Survey reveals what Israel’s high-tech employers seek

Managers have a stronger affinity for “soft skills” reveals a survey commissioned by Afeka Academic College of Engineering and TheMarker.

Israel’s high-tech employers prioritize “soft skills,” such as independent learning and problem-solving, over previous experience and a relevant academic degree in their search for talent, and they display a stronger affinity for such skills than employers in other sectors, according to a new study commissioned by Tel Aviv-based Afeka Academic College of Engineering and Israel’s leading daily business newspaper TheMarker.

In the May 2023 survey conducted by the Rushinek Market Research Agency, 150 managers in the Israeli high-tech industry and 155 managers in other sectors were asked to weigh in on what they deemed most important during three different stages of a professional role: recruitment, addressing challenges in the workplace, and opportunities for advancement: a relevant academic degree, previous work experience, or soft skills. The survey utilized a “skills index” to pinpoint the most essential criteria for obtaining employment and succeeding in today’s workforce, which is constantly evolving due to the rise of artificial intelligence and other modern technologies. In all three categories, soft skills received the highest index score (most relevant), with the high-tech managers placing an even greater emphasis on the need for skills.

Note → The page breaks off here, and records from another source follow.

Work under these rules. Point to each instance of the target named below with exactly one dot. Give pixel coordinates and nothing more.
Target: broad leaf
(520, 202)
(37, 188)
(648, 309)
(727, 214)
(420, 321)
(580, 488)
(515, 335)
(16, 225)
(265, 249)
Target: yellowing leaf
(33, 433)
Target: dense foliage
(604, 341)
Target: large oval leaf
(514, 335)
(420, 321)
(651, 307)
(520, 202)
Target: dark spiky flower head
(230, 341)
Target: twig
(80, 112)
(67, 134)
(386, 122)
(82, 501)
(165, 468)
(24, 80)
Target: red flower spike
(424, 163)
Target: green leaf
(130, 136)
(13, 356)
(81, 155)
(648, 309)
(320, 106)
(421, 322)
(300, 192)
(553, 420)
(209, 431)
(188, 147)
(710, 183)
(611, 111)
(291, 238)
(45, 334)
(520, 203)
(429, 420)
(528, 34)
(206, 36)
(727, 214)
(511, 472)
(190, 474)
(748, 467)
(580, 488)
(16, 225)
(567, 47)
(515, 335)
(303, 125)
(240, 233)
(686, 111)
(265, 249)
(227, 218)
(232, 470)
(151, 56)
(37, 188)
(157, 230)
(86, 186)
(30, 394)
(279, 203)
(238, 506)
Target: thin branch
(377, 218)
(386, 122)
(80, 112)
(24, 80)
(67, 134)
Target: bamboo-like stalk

On a relevancy scale of 1 to 10, high-tech managers gave soft skills an average of 7.5 for recruitment, 8.0 for advancement and 8.1 for addressing challenges—with 7.8, 6.8 and 7.9 respective ratings for previous experience, and 6.8, 5.5 and 6.4 respective ratings for a relevant academic degree. For managers from non-high-tech sectors, soft skills were rated a bit lower in importance across all three categories, but still high in comparison to previous experience and much higher in comparison to relevant academic degrees.

The survey also delved into the specific skills managers are looking for, evaluating 13 different soft skills. 62% of high-tech managers valued being able to teach oneself new skills, compared with 50% of managers from other sectors. Additionally, 61% of high-tech managers agreed that being able to solve complex problems is crucial, with only 33% of managers from other sectors prioritizing this skill. 

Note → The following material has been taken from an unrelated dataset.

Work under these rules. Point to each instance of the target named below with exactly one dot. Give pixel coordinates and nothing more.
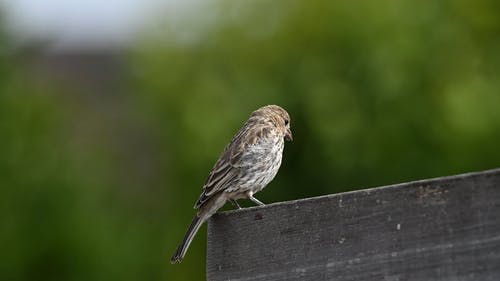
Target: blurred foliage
(101, 187)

Afeka College believes that these findings present an actionable roadmap for academic institutions—particularly, those focused on engineering and the other STEM disciplines—as they seek to address employment challenges in the Israeli high-tech sector, which has long grappled with tech-talent shortages.

“The importance of soft skills, even for engineers, is increasing each year. The exponential rate at which technology is advancing and the explosion of Artificial Intelligence solutions makes them a forerunner to the constantly changing knowledge base that is now readily available anywhere at any time,” says Prof. Ami Moyal, President of Afeka College. “That is why academic studies should incorporate developing these skills in students as part of the educational process, in addition to the concrete knowledge that today’s professionals need to succeed in the workforce.”

When asked about what skills employers are looking for overall, high-tech managers revealed that the 10 most highly prized core skills, in order of importance, were self-learning, complex problem-solving, proactivity, the ability to work independently, motivation, creative thinking, multidisciplinary teamwork, effective communication, emotional intelligence and leadership. Comparatively, managers from other sectors placed motivation as the highest priority, whereas complex problem-solving was much lower in priority.

“It is clear that the high-tech industry attaches great importance to the ability to work independently, self-learning, and dealing with problem-solving—issues that have always been crucial—particularly, for engineers,” says Moyal, “but their assessment is affected by the changes that are constantly taking place in the employment market, and more specifically remote work, which requires more emphasis on independent work. The growing importance of effective communication and multidisciplinary teamwork in the modern high-tech workforce should also be noted, as these skills were not as emphasized in the past.”

These findings are in line with Afeka’s broader institutional goal to transform engineering education. Since 2016, the college has embarked on a long-term journey of profound institutional change for the purpose of better preparing students for success in the modern workforce.

The change process is aimed at instilling in students not only knowledge but also the professional and personal skills and values that are needed to succeed in the workforce. This collection of knowledge, skills, and values is what makes up Afeka’s “graduate profile.” “The results of the new survey” summarizes Professor Moyal, “provide further support for what we already knew: “Soft” skills have become “vital” skills and in order to stay relevant, we must change our educational processes to better prepare the young generation of students for the ever-evolving modern workforce.